Uitspraak
RECHTBANK MIDDEN-NEDERLAND
1.UTR 21/2419
2.UTR 21/2523
- verklaart het beroep gegrond;
- vernietigt de omgevingsvergunning van 21 april 2021;
Rechtbank Midden-Nederland
In deze zaak heeft de Rechtbank Midden-Nederland op 6 juli 2022 uitspraak gedaan over de omgevingsvergunning voor het bouwen en gebruiken van een recreatiewoonboot met berging. De rechtbank oordeelde dat de omgevingsvergunning was verleend in strijd met artikel 5c van de Provinciale Ruimtelijke Verordening (PRV), omdat de vergunning buiten bestaand stedelijk gebied en buiten een bestaand bouwblok een kleinschalige ontwikkeling mogelijk maakte. De rechtbank had eerder, op 8 november 2021, een tussenuitspraak gedaan waarin verweerder de gelegenheid kreeg om het geconstateerde gebrek in de omgevingsvergunning te herstellen. Dit gebeurde door het aanvragen van een ontheffing van de PRV, die door de gedeputeerde staten van de provincie Noord-Holland werd verleend.

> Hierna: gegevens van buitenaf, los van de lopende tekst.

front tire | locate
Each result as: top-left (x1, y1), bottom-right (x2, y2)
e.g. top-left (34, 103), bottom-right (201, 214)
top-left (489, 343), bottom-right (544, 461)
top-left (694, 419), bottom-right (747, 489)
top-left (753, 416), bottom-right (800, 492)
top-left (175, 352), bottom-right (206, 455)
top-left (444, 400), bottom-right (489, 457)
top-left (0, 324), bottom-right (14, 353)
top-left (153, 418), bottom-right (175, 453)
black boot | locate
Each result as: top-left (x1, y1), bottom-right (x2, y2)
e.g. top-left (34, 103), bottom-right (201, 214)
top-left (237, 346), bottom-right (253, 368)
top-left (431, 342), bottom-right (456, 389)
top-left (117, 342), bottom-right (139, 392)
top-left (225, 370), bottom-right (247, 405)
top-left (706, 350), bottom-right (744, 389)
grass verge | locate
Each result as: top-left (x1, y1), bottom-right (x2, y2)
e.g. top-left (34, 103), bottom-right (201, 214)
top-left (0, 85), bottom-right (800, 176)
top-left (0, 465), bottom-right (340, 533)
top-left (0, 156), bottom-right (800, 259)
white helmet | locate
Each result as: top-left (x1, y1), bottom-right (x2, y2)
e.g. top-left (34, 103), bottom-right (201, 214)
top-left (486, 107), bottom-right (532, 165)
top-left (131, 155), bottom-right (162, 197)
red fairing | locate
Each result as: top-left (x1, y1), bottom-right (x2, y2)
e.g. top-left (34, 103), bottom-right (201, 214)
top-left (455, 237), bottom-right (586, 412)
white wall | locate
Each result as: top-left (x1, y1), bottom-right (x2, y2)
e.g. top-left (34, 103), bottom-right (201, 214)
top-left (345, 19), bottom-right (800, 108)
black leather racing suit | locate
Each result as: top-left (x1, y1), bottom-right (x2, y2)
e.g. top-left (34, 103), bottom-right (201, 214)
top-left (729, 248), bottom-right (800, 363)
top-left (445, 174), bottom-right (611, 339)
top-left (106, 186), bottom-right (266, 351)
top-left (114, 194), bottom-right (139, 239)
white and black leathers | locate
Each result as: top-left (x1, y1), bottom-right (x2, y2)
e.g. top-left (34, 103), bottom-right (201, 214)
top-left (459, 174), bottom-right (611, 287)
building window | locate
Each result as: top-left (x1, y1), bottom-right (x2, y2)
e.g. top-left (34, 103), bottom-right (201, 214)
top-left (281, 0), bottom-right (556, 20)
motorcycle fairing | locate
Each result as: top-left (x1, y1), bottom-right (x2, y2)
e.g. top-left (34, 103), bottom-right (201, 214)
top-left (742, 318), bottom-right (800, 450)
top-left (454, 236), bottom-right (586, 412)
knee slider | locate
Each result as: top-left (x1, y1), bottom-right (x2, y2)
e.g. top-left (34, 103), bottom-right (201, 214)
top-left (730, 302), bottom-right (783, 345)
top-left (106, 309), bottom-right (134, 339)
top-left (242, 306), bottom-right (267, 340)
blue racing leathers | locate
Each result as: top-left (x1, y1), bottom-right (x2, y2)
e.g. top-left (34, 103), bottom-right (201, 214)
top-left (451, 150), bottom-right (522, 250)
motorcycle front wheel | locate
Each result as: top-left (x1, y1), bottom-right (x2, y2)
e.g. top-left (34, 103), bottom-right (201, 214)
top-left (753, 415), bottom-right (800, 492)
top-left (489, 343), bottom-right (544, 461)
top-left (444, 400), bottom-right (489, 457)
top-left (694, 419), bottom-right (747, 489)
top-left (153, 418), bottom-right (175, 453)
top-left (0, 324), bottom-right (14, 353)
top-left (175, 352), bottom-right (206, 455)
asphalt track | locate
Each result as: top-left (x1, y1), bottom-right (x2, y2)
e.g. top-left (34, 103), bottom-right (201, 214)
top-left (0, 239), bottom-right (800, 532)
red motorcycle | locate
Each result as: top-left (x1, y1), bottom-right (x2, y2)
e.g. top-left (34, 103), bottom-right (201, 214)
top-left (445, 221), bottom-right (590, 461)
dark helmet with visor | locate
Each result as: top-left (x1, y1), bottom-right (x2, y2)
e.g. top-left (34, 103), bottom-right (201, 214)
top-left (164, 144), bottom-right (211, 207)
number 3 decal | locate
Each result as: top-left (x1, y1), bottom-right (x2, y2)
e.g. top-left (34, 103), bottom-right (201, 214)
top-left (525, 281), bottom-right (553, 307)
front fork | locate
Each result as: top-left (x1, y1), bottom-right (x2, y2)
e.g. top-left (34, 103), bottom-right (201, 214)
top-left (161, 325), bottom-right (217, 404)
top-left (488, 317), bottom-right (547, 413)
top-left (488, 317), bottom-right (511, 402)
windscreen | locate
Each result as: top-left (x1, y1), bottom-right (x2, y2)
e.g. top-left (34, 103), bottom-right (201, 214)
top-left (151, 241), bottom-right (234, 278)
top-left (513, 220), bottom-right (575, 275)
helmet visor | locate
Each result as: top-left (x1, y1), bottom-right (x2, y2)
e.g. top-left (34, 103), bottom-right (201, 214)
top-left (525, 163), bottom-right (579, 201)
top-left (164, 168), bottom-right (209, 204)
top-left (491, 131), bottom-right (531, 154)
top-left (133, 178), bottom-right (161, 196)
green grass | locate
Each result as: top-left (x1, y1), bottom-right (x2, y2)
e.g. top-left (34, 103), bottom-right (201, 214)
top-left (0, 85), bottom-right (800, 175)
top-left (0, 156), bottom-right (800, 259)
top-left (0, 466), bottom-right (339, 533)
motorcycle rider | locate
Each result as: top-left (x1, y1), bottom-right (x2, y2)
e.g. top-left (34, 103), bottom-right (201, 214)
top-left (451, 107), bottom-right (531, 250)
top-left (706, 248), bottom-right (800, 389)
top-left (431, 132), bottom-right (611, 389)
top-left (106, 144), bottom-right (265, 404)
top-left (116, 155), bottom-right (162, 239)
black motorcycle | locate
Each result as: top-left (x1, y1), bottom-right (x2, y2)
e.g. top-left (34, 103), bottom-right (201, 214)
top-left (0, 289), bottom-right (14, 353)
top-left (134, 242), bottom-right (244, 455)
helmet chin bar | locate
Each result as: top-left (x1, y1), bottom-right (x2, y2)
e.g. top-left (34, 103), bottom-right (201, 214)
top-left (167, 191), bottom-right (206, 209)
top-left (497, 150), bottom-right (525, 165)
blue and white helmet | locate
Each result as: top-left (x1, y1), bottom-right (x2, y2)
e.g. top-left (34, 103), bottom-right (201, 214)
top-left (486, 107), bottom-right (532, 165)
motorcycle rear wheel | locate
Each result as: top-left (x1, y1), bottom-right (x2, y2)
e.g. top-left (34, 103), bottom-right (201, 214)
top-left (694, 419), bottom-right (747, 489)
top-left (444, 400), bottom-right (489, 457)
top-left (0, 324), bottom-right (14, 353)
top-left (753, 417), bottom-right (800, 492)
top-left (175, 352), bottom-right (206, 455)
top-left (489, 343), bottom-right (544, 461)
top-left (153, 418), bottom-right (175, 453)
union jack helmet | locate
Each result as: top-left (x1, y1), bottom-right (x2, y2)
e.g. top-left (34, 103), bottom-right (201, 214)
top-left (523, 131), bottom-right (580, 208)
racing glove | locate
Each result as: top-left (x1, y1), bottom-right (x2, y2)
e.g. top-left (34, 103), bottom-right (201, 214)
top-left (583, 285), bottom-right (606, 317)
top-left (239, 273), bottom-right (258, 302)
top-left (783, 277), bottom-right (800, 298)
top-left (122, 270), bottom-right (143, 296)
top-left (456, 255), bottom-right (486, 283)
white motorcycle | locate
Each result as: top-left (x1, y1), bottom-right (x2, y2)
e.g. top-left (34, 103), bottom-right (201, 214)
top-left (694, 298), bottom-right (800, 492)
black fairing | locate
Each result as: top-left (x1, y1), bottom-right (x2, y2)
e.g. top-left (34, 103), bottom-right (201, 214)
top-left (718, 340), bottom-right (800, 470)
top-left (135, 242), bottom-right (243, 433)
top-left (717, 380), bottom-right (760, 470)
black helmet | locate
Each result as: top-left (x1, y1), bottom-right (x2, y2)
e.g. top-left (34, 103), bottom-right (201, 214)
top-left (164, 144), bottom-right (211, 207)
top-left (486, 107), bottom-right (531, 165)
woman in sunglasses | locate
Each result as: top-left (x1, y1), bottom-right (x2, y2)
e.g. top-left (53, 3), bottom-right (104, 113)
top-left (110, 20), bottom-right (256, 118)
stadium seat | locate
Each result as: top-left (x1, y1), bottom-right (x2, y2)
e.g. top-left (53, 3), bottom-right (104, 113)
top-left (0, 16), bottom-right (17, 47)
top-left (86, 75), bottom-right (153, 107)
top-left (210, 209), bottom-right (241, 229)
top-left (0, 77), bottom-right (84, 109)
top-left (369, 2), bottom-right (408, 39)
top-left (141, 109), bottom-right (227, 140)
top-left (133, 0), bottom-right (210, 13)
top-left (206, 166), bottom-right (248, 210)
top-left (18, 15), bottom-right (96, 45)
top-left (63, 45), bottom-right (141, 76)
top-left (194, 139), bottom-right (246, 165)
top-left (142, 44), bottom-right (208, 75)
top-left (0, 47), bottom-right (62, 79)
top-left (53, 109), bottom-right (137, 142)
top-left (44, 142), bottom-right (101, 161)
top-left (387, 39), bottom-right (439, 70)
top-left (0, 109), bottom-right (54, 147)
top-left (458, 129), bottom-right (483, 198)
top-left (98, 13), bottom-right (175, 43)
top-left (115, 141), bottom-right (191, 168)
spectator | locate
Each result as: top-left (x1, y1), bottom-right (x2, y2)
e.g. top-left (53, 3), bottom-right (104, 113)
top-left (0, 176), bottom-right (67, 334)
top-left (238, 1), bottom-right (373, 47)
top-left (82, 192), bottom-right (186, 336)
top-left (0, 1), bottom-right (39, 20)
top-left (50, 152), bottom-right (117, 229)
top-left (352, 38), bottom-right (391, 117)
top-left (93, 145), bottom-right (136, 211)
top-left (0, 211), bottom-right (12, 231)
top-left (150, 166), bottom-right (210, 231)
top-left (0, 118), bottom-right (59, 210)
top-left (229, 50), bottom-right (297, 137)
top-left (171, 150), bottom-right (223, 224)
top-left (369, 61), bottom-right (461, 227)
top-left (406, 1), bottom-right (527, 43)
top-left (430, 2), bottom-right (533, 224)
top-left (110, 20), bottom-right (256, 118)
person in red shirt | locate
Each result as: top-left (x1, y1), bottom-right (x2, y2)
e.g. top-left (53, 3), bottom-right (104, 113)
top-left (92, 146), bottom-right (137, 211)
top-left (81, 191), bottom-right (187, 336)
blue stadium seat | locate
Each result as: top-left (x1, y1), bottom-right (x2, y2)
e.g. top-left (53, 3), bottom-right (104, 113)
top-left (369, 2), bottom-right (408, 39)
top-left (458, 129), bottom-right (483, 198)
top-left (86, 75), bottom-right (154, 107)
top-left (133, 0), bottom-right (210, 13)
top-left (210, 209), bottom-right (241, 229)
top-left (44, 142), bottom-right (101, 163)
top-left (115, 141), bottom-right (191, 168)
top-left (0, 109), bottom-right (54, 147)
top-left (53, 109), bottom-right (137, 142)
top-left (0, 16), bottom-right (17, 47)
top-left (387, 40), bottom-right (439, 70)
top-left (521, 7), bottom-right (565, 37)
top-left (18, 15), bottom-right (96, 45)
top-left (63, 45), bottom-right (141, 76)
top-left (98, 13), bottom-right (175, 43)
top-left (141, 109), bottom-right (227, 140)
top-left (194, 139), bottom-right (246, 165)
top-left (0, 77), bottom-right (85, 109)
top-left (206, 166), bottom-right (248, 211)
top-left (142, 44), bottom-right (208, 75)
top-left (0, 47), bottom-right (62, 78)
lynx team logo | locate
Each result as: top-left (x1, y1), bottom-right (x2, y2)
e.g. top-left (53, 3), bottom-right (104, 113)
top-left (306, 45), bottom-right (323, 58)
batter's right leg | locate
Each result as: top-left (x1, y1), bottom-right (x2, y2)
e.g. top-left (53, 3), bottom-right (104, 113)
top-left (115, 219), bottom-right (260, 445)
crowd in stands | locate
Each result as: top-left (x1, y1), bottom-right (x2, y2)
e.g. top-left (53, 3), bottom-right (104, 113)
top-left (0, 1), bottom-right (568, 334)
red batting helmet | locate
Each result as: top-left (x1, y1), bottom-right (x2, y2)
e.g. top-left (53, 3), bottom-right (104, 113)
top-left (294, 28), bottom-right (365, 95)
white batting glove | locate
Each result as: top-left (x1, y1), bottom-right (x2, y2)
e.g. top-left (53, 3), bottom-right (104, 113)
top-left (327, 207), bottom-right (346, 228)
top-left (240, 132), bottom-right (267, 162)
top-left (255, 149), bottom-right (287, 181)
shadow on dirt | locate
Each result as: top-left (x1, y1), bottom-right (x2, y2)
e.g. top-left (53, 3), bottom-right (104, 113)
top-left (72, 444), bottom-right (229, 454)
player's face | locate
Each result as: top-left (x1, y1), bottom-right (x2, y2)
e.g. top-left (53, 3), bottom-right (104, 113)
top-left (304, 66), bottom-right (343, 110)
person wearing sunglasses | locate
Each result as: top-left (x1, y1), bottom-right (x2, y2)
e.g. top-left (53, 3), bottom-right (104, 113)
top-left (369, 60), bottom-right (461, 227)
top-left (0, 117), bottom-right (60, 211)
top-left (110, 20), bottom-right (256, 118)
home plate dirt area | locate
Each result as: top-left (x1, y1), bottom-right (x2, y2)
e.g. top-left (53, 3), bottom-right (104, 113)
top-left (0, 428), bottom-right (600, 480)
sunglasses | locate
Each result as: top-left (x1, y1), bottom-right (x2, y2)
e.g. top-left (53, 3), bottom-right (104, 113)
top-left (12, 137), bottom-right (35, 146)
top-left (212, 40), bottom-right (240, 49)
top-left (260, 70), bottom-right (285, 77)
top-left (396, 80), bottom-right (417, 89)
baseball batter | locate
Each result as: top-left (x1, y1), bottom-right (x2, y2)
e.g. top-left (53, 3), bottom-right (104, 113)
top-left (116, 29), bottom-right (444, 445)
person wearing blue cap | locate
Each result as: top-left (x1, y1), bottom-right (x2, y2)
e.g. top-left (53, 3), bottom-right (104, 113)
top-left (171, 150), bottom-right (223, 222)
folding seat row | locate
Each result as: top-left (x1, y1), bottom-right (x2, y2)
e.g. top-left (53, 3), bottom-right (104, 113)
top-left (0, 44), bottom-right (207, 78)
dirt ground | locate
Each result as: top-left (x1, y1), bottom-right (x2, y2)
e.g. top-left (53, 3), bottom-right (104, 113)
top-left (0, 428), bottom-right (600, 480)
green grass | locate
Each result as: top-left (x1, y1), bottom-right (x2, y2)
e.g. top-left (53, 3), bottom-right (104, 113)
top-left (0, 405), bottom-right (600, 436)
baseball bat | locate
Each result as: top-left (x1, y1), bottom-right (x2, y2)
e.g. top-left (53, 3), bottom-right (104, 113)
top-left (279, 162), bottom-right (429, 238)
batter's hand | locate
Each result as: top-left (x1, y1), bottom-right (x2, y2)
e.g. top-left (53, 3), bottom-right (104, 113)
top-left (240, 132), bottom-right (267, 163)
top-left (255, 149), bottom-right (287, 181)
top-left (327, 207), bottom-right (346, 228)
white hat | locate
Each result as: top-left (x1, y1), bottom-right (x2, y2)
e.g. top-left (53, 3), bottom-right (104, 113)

De rechtbank heeft in haar einduitspraak geoordeeld dat de ontheffing in stand kan blijven en dat het gebrek in de omgevingsvergunning is hersteld. De rechtbank heeft vastgesteld dat de ontheffing is verleend op basis van bijzondere omstandigheden die de verwezenlijking van het gemeentelijk ruimtelijk beleid onevenredig belemmerden. De rechtbank heeft het beroep van de eisers gegrond verklaard, de omgevingsvergunning vernietigd, maar de rechtsgevolgen van de vernietigde vergunning in stand gelaten. Dit betekent dat de toestemming voor het bouwen en gebruiken van de recreatiewoonboot met berging blijft bestaan. Tevens heeft de rechtbank bepaald dat verweerder de griffierechten aan de eisers moet vergoeden.
De uitspraak is openbaar uitgesproken en kan binnen zes weken na verzending worden aangevochten bij de Afdeling bestuursrechtspraak van de Raad van State.